Crosby did incredible work with the Byrds, as he did on his own, marching forward with his solo career through the past few years. But Crosby, Stills and Nash (and sometimes Young) was what propelled him to the public consciousness, and while I'm remembering this show in honor of Crosby, it would be ridiculous not to mention how the rest of the band fared. Stills' "Carry On" opened the night and I'd never heard a sound like that before, with all four of them, in their late fifties at this point, belting out the words to a delirious crowd. Young's "Southern Man" ran right on its heels, CSN's backing vocals once again punctuating Neil's frantic shouts. The quartet broke out “Suite: Judy Blue Eyes” for the first time on tour and, conceivably, years, and it was a tour de force And towards the end of the night, "Down By the River” shook that building to its core, with Young and Stills locked in what remains one of the most fevered guitar duels I've ever seen in person. The song lurched near the 20-minute mark, Stills and Young trading solos and licks and playing in tandem and possessed, until Young suddenly brought the stage volume right down to a dramatic hush. The arena lights burned red, the music reached a whisper, Young stepped to the mic and just started repeating the refrain:
"Be on my side, I'll be on your side..."
The audience answered each time. Nothing ever felt as important or as intense as being in those seats in that arena as that moment.
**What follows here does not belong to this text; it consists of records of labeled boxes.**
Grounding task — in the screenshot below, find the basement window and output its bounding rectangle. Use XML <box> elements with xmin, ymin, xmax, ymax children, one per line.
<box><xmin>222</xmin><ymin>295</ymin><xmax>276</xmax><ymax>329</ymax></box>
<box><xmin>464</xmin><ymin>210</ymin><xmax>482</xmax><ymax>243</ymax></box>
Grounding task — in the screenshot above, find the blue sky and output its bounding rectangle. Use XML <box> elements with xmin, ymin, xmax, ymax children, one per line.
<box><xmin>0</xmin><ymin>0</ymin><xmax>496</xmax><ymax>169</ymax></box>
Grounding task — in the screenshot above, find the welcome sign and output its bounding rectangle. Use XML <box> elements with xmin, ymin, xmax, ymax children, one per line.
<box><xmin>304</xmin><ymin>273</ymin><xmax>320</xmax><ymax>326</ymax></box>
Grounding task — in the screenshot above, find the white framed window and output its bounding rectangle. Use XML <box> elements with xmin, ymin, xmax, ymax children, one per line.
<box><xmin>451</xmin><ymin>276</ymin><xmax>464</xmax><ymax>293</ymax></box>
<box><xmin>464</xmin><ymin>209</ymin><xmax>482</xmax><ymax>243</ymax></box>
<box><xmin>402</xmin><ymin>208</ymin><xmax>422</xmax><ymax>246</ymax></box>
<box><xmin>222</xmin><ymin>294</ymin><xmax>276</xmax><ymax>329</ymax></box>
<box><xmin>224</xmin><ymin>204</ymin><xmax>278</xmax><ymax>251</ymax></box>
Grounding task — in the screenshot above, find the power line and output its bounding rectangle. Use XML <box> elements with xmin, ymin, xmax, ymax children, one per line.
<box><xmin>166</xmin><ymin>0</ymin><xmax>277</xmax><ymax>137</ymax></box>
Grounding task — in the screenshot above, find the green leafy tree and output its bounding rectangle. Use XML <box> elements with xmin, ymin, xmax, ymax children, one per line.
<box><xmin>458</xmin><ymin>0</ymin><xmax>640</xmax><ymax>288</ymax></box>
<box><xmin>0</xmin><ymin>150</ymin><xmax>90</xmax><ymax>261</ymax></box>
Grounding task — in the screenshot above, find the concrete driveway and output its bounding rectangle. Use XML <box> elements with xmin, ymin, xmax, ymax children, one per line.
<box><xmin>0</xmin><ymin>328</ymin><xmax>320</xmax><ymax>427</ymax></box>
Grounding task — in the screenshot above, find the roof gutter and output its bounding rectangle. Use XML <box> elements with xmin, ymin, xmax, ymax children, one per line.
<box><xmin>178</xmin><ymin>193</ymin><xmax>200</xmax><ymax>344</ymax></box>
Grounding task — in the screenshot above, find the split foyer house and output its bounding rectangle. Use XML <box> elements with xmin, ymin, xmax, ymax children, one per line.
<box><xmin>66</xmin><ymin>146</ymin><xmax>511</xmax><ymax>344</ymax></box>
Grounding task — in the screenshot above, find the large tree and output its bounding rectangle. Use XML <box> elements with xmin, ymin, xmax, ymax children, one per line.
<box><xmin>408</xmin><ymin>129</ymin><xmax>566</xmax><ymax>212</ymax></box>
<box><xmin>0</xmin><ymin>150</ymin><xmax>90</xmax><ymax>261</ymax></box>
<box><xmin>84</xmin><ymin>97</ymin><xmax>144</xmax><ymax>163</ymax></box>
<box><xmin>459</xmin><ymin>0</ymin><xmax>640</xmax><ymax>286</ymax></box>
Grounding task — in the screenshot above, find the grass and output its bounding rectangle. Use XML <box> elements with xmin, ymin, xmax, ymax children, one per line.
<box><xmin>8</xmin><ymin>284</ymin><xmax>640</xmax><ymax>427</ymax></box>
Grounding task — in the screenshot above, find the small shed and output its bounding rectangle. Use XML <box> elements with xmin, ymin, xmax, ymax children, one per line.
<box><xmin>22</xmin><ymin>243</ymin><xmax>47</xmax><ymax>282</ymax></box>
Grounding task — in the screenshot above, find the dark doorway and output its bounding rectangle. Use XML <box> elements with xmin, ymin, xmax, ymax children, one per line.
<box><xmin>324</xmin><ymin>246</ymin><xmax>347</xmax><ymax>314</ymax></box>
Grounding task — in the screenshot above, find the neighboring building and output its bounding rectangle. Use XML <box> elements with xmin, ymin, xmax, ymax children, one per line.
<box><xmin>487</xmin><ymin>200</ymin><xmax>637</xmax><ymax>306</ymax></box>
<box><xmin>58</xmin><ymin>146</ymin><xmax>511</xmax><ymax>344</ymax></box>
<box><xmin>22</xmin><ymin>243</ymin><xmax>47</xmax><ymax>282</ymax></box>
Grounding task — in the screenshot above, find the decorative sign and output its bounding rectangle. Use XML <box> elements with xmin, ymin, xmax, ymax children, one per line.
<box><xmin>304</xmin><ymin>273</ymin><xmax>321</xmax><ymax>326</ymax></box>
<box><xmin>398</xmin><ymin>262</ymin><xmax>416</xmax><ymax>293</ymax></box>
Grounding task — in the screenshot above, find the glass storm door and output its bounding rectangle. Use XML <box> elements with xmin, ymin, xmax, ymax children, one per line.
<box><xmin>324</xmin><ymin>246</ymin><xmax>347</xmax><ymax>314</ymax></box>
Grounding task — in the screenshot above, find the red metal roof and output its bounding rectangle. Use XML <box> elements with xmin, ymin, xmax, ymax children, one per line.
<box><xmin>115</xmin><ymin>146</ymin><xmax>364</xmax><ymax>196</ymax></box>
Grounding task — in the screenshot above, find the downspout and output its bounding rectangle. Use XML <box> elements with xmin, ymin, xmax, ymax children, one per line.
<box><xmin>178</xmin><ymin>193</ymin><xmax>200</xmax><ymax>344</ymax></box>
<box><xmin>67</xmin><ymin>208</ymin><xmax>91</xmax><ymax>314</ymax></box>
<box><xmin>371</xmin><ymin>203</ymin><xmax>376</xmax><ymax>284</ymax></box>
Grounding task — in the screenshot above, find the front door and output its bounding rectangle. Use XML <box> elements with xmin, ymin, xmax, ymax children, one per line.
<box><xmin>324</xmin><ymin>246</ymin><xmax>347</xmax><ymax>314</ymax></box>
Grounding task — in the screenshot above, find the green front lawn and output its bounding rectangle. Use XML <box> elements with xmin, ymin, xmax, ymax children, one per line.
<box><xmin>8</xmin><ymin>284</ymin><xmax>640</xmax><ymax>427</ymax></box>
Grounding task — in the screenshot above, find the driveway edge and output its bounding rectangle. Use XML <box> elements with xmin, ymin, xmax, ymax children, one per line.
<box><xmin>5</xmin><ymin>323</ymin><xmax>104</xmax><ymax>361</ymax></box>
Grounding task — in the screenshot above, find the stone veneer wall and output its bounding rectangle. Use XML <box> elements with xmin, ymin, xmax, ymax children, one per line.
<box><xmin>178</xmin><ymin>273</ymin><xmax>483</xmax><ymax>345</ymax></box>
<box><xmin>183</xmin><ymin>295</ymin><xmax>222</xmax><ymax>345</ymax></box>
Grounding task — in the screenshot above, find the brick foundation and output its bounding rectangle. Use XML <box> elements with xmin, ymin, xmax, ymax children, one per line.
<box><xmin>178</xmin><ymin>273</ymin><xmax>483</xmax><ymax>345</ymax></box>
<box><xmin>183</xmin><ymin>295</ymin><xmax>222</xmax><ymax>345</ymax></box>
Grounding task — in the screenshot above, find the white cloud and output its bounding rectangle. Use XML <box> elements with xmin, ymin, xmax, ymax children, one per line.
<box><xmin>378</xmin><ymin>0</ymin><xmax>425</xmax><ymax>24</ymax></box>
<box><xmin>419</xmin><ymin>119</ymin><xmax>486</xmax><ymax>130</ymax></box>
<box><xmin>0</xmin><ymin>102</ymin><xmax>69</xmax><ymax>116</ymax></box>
Obviously, I think about this night a lot. The feeling of being up in the balcony seats, looking down while the four of them went to work was beyond exhilarating. It was beyond a thrill. I was a month away from turning 18, and I certainly can't think of another night before it that meant nearly as much. Since that day, I had been looking on and off for a recording of it, and I finally tracked one down last week. And there it was, with “Down By the River” and “Carry On” and “Long Time Gone” and “Guinnevere” and, of course, "Almost Cut My Hair" in all its glory, Crosby by way of Muddy Waters belting out this freak-flag anthem all those years after Déjà Vu.
Looking back, it's hilarious how little I knew of the music then. I knew I liked Neil Young, and in the process of that education, I was realizing how much I liked Crosby, Stills and Nash. I knew the radio hits, I'd taped their VH-1 Storytellers appearance and I believe I had the CD of Live Rust by Neil & Crazy Horse. I probably had everything Young did with Pearl Jam. And that was it. I don't think I'd even heard "Down By the River" before that show. But I walked out of that arena a different person. I wanted to feel that feeling again.
Crosby, Stills, Nash & Young were my introduction to the severity and potency that only live music can provide. Nearly 23 years later, I'm still chasing that high. And none of that is possible if Crosby doesn’t meet Stills, and if they don’t sing together with Nash for the first time in someone’s house. That’s how titans are born.